これらの手続きをしっかりと行うことで、外国人労働者が安心して働ける環境を整えることができ、企業にとっても良好な労働関係を築くことが可能になります。
日本語能力や伸び代の確認を怠らない
外国人労働者を採用する際には、日本語能力の確認が非常に重要です。特に、業務に必要なコミュニケーション能力が求められる場合、言語の壁が業務の円滑な進行を妨げる可能性があります。そのため、面接時には日本語のスピーキングやリスニング能力をしっかりと評価することが必要です。
また、単に現在の日本語能力だけでなく、今後の伸び代も考慮することが大切です。外国人労働者が日本語を学ぶ意欲や、成長するための環境が整っているかを確認することで、長期的な活躍が期待できる人材を見極めることができます。
文化や価値観の違いを理解する
外国人労働者を採用する際には、文化や価値観の違いを理解することが非常に重要です。
異なる国や地域から来た人々は、それぞれ独自の文化的背景や価値観を持っています。
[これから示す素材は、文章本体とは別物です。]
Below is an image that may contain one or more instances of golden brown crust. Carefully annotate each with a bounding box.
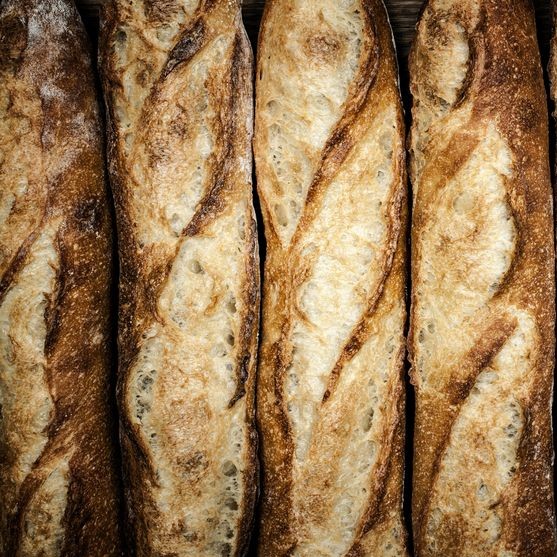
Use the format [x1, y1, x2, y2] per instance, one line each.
[409, 1, 556, 555]
[551, 2, 557, 136]
[254, 1, 408, 555]
[99, 1, 259, 555]
[0, 0, 123, 555]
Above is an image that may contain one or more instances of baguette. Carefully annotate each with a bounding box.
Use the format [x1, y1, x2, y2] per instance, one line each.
[408, 1, 557, 555]
[99, 1, 259, 555]
[254, 1, 408, 554]
[0, 0, 123, 554]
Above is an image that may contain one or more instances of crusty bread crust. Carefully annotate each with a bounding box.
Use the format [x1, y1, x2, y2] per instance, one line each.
[551, 2, 557, 145]
[99, 1, 259, 555]
[0, 0, 124, 555]
[409, 1, 557, 555]
[254, 1, 408, 554]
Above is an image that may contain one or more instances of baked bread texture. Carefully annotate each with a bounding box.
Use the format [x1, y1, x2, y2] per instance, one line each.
[100, 1, 259, 555]
[0, 0, 123, 555]
[551, 2, 557, 163]
[254, 1, 408, 555]
[409, 1, 557, 555]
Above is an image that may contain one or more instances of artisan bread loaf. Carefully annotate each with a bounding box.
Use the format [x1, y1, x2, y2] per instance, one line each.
[0, 0, 123, 555]
[100, 1, 259, 555]
[254, 0, 408, 554]
[409, 1, 557, 555]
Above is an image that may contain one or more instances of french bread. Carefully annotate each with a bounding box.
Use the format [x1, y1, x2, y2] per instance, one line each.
[408, 1, 557, 555]
[99, 1, 259, 555]
[254, 1, 408, 555]
[0, 0, 123, 554]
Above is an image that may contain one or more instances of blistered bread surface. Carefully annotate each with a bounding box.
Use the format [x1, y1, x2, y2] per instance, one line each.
[409, 1, 557, 555]
[254, 0, 408, 555]
[100, 1, 259, 555]
[0, 0, 123, 554]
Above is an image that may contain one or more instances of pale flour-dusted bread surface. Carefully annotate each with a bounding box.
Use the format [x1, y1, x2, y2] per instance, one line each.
[255, 0, 408, 555]
[100, 1, 259, 555]
[0, 0, 123, 554]
[409, 1, 557, 555]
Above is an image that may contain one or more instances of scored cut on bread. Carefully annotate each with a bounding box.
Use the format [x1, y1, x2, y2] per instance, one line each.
[99, 1, 259, 555]
[408, 1, 557, 555]
[254, 0, 408, 555]
[0, 0, 124, 554]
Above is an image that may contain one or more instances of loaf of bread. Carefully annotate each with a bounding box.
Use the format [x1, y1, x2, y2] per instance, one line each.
[0, 0, 123, 555]
[254, 1, 408, 554]
[99, 1, 259, 555]
[409, 1, 557, 555]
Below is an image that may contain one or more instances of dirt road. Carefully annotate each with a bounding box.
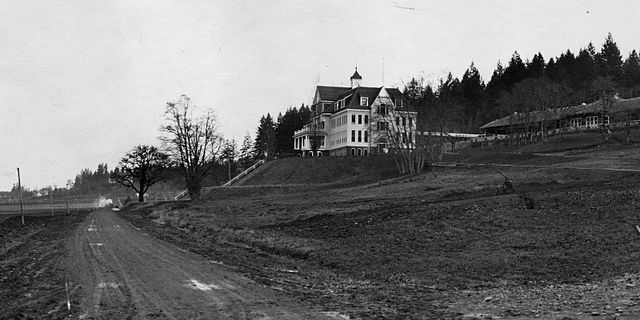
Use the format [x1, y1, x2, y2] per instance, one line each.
[68, 209, 340, 319]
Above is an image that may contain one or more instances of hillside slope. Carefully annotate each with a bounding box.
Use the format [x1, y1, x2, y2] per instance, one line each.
[237, 155, 399, 186]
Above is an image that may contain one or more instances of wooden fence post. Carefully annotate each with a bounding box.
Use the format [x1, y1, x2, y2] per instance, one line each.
[17, 168, 24, 225]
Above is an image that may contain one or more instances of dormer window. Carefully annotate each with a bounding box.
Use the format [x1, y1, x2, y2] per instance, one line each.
[360, 97, 368, 106]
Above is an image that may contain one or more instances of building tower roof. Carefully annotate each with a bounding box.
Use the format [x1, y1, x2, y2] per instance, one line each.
[350, 68, 362, 80]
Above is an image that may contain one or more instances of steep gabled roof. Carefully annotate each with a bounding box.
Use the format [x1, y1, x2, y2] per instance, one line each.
[386, 88, 403, 101]
[350, 69, 362, 80]
[385, 88, 412, 111]
[344, 87, 382, 110]
[316, 86, 351, 102]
これにより、仕事の進め方やコミュニケーションスタイルが異なる場合があります。
例えば、時間に対する感覚やチームワークの重要性、フィードバックの受け取り方などが国によって異なるため、これらの違いを理解し、受け入れる姿勢が求められます。
また、文化的な違いを尊重することで、職場の雰囲気が良くなり、外国人労働者が安心して働ける環境を整えることができます。
異文化理解を深めるためには、定期的な研修や交流の場を設けることが効果的です。
雇用契約書の締結や翻訳を行う
外国人労働者を採用する際には、雇用契約書の締結が不可欠です。
契約書は、労働条件や業務内容、給与、勤務時間などを明確にするための重要な文書です。
特に外国人労働者の場合、言語の壁があるため、契約書は日本語だけでなく、母国語でも用意することが望ましいです。これにより、労働者が契約内容を正確に理解できるようになり、後々のトラブルを防ぐことができます。
また、契約書の内容は法律に基づいて作成する必要があるため、専門家の助言を受けることも重要です。
特に、労働基準法や外国人雇用に関する法律を遵守することが求められます。
適切な契約書を用意することで、双方の信頼関係を築き、円滑な雇用関係を維持することができるでしょう。
まとめ
外国人労働者の採用は、企業にとって人手不足の解消や新たな視点の導入に繋がる重要な手段です。
採用方法やメリット、デメリット、手順、注意点を理解することで、より効果的な採用活動が可能になります。
多様な人材を受け入れることで、企業の競争力を高め、国際的なビジネス環境においても優位性を持つことができるでしょう。
今後の採用戦略にぜひ活かしてみてください。